On assistait dans le reportage au tournage de la série. Et j’ai compris qui était vraiment la ravissante blonde dont j’avais croisé la route la veille, et qui me disait quelque chose. Non, ce n’était pas une comédienne pas très connue, qui faisait des pubs, mais une star US. Il faut dire que Retour à Roswell, dont j’avais effectivement vu des épisodes, datait déjà d’une dizaine d’années. Elle était plus jeune, avec une coupe de cheveux différente…

Ensuite, elle était interviewée par le journaliste. Ça m’a fait drôle de voir sur le petit écran la femme dans le vagin duquel, et si n’avait été que le vagin, j’étais enfoncé la veille au soir.

Alors Ariana, heureuse d’être en France ?

Je viens souvent dans votre pays, incognito. J’aime le visiter. Je connais bien le Sud.

Elle parlait un Français parfait, à tel point qu’on ne remarquait même pas la trace d’un accent.

Le reportage se terminait. Déjà le présentateur passait à autre chose. Jean-Luc, parce que je m’étais tu et que j’avais suivi le reportage, m’a dit :

Tu sais ce n’est pas le genre de fille pour nous. Elle fait rêver des millions d’hommes, mais tu ne la mettras jamais dans ton lit.

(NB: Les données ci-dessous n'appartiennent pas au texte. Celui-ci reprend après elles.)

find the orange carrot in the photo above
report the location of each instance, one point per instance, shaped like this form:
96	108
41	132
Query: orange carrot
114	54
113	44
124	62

Tu crois ? je lui ai demandé. 

Oh ça, certain. Comment tu voudrais croiser son chemin ? Un extraordinaire coup de hasard.

Dans la vie, tout est possible.

Et puis, tu serais déçu. Là, elle est maquillée, arrangée, si ça se trouve, elle est hyper-moche… Et elle ne fait pas bien l’amour.

Je ne pense pas que ce soit le cas, je lui ai répondu, avec une telle véhémence, qu’il m’a regardé sans comprendre.